POSTCARDS: Martín Almirón on Opening the Stage to the Community That Sustains Tango

POSTCARDS: Martín Almirón on Opening the Stage to the Community That Sustains Tango

Published on May 26, 2026

Martín Almirón is a tango artist, educator, and creator of Starry Night Tango, a New York-based performance platform where tango students and teachers dance together onstage.

The 3rd Edition of Starry Night Tango returns on Saturday, May 30, 2026

Hungarian House of New York, 213 E 82nd Street, New York, NY 

Admission: Early bird, $25 | General admission, $35

Tickets: Eventbrite, Venmo or Zelle (+1 845 597 8080)

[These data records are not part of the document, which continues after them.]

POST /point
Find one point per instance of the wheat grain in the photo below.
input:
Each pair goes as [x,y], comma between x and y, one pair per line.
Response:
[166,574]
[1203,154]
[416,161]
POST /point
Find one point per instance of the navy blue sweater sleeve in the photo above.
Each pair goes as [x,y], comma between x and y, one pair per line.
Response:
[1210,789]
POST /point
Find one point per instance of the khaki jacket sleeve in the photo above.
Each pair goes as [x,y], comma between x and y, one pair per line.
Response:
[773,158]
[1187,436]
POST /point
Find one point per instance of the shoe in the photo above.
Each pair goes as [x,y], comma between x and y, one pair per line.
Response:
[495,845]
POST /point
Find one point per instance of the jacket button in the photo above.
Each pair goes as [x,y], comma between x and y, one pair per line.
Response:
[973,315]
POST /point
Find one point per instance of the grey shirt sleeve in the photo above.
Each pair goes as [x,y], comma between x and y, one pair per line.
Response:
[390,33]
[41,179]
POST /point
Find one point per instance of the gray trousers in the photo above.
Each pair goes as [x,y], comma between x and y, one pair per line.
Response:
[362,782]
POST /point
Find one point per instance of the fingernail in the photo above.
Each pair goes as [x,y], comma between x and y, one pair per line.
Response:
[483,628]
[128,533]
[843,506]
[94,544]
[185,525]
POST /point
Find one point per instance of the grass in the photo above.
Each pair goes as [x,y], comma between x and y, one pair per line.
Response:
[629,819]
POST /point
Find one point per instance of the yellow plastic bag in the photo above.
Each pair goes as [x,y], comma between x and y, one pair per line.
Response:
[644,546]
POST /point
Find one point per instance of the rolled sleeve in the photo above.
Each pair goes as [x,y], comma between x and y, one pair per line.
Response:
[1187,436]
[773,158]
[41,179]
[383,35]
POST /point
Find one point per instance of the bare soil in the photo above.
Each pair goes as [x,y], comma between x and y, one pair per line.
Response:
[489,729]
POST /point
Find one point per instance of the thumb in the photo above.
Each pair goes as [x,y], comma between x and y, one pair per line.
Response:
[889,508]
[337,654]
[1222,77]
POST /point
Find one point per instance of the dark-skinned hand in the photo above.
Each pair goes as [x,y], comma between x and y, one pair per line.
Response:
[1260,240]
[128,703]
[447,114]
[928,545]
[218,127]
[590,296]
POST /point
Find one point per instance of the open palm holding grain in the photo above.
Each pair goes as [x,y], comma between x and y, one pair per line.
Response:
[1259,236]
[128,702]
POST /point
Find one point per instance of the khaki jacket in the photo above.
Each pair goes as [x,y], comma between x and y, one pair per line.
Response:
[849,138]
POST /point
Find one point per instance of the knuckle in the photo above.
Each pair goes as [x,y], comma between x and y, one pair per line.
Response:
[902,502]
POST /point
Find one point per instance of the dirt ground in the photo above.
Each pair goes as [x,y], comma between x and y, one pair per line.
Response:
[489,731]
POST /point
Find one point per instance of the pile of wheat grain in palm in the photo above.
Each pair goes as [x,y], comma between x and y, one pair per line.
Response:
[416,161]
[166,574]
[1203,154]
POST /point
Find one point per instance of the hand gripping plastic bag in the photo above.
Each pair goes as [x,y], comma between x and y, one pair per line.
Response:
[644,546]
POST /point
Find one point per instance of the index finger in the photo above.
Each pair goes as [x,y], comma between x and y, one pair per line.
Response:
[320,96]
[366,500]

Performance at the first edition of Starry Night Tango. Photo courtesy of Martín Almirón


I grew up in a family where dance was part of daily life. My family had a dance school, and from a very young age I understood that dance does not live only in performance. It also lives in teaching, correction, repetition, and transmission. By the time I was around fourteen, I was already teaching. That experience shaped the way I listen to dancers, observe their process, and help each person grow according to their own needs and potential.

That way of understanding dance has stayed with me throughout my life as a tango artist and educator, and it is at the heart of why I created Starry Night Tango.

For people outside the tango world, it may help to explain that tango is not only a stage form. It is also a social dance culture. Many people study tango seriously for years not because they are training for a professional career, but because tango becomes part of their lives. They take classes, private lessons, workshops, and go to milongas. They support teachers, musicians, events, and the larger ecosystem that keeps tango alive.

Performance at the second edition of Starry Night Tango. Photo courtesy of Martín Almirón


Teachers hold another essential part of that world together. In tango, a teacher does much more than explain steps. A teacher transmits musicality, history, style, values, and a way of understanding the dance. Tango educators are artists, mentors, and cultural leaders, yet that work is often most visible in the studio and not on the stage.

That stayed with me for a long time. I kept thinking about the fact that the broader tango community is the one sustaining this tradition, and yet there are very few spaces that truly reflect that reality. Students dedicate years to learning. Teachers dedicate years to guiding, refining, and transmitting. Both are central to the life of tango. Both deserve recognition.

I created Starry Night Tango as a response to that need: a performance platform where students and teachers dance together onstage, revealing the process of transmission — how tango is learned, embodied, and shared across generations. I wanted to open the stage to the people who sustain tango, while also honoring the cultural leadership of its educators and creating more space for artistic expression and belonging within the community.
 

Pairings at the second edition of Starry Night Tango. Photo courtesy of Martín Almirón


From the beginning, it was clear that this idea resonated. The first edition brought together 17 couples. By the second, nearly 30 couples participated, including dancers traveling from outside New York City. What has stayed with me most, though, is how people describe the experience.

Some participants told us that the showcase created a bridge between learning and artistry. Others reflected that milongas, workshops, festivals, group classes, and private lessons are all part of a long educational journey, and that this performance space gave them a chance to share what they had been building for years on the dance floor.

That response means a great deal to me, because it shows that the project is giving form to something people had felt for a long time. For students, the stage offers recognition, confidence, and a way to express themselves artistically within a dance they love. For teachers, it honors the often invisible labor of mentorship and makes their role visible as artists, educators, and transmitters of culture.
 

Group photo at the second edition of Starry Night Tango. Photo courtesy of Martín Almirón
 

I believe education is what sustains a tradition. That is what I hope Starry Night Tango contributes: a place where students and teachers share the stage, where growth and artistry are both valued, and where tango can continue to live through the people who devote themselves to it.